Dear Galaxy Community,
I have actually installed Galaxy on our cluster, and I am now trying to design a workflow to process our data. However, I am facing a "technical" issue and would like to have your suggestions on how I could solve it.
I have around 1,200 Fastq bs-seq datasets, which I want to align on a modified reference genome. Each dataset comes from a different individual, for which I have SNP information in VCF format. I would like my workflow to substitute the reference genome with the SNP (this can be done easily with bcftools or vcf tools consensus), index this substituted genome and then align the Fastq sequences on the substituted indexed genome (with Bismark).
At first, it seemed to be pretty straightforward to me. However, to run this pipeline, I need two clicks for each individuals: one to select the Fastq file, and one to select the VCF file (and a third click to press "execute, of course!). As I have 1,200 individuals (and will have more in the future), this is very laborious and error prone.
What I would like, is to be able to somehow "link" together the corresponding VCF and Fastq files for each individual, and then run the pipeline on on several individuals at the same time using something like the "multiple datasets" option normally available with any tools.

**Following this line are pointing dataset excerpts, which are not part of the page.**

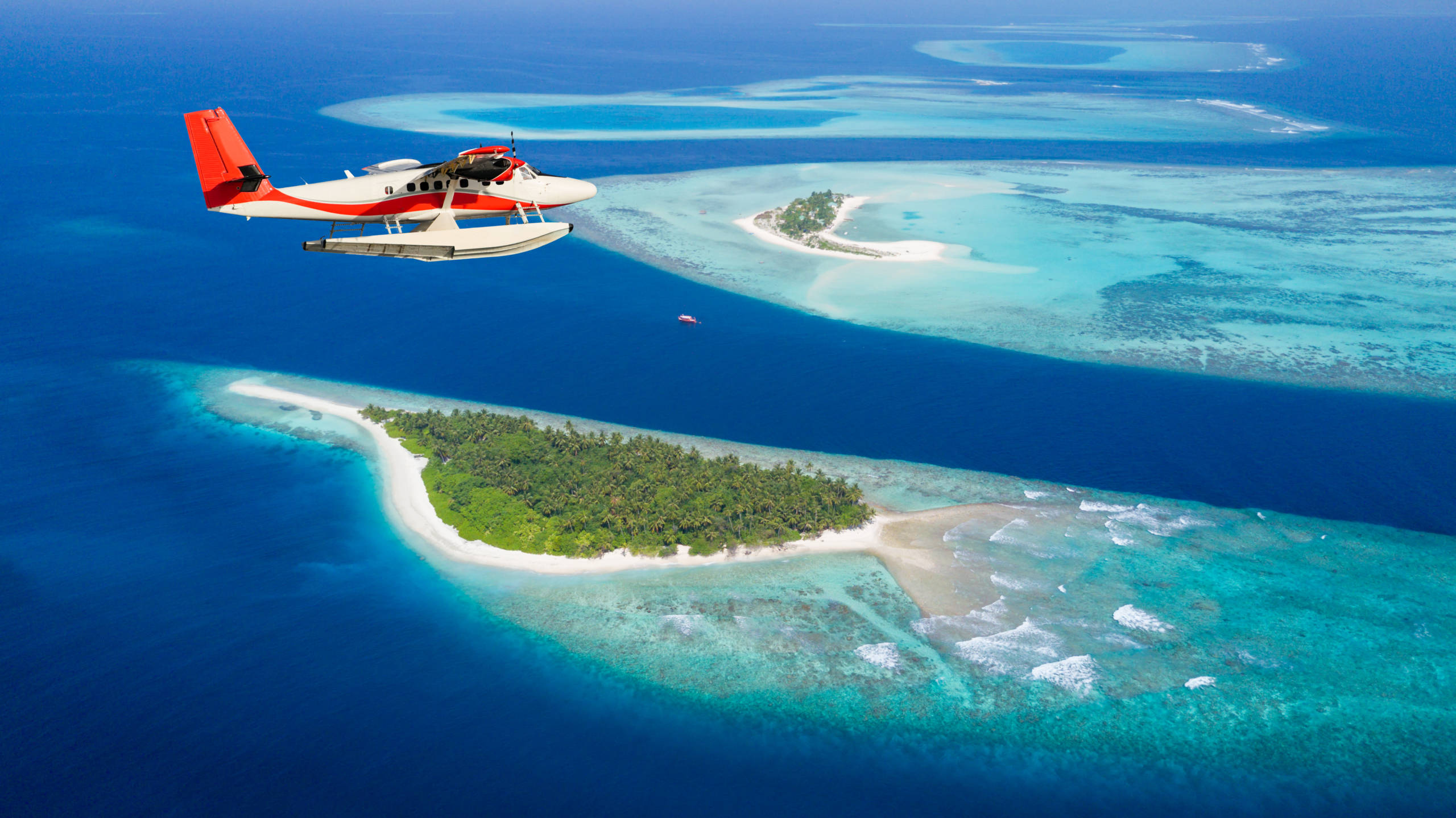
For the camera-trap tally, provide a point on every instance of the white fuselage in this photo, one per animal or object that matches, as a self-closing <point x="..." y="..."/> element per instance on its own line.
<point x="407" y="197"/>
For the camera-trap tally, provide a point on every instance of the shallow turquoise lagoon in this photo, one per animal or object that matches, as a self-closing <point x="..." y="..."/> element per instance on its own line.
<point x="1149" y="54"/>
<point x="1314" y="277"/>
<point x="653" y="117"/>
<point x="832" y="107"/>
<point x="1169" y="634"/>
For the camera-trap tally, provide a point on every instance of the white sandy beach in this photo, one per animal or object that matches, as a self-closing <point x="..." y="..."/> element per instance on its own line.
<point x="895" y="251"/>
<point x="408" y="506"/>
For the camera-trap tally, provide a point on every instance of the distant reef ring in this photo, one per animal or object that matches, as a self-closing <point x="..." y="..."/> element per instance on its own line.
<point x="1108" y="54"/>
<point x="828" y="108"/>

Is there a way to do that? I initially thought this could possibly be done using the "dataset collection" functionality, but from what I have read it only works with 2 files of the same type. Also, as the VCF and Fastq files are not used during the same step (and not with the same tool) of the workflow, it is problematic.
For information, my Fastq and VCF files are (at the moment) stored in data libraries in Galaxy
I am open to any suggestions, and I thank you in advance for your help!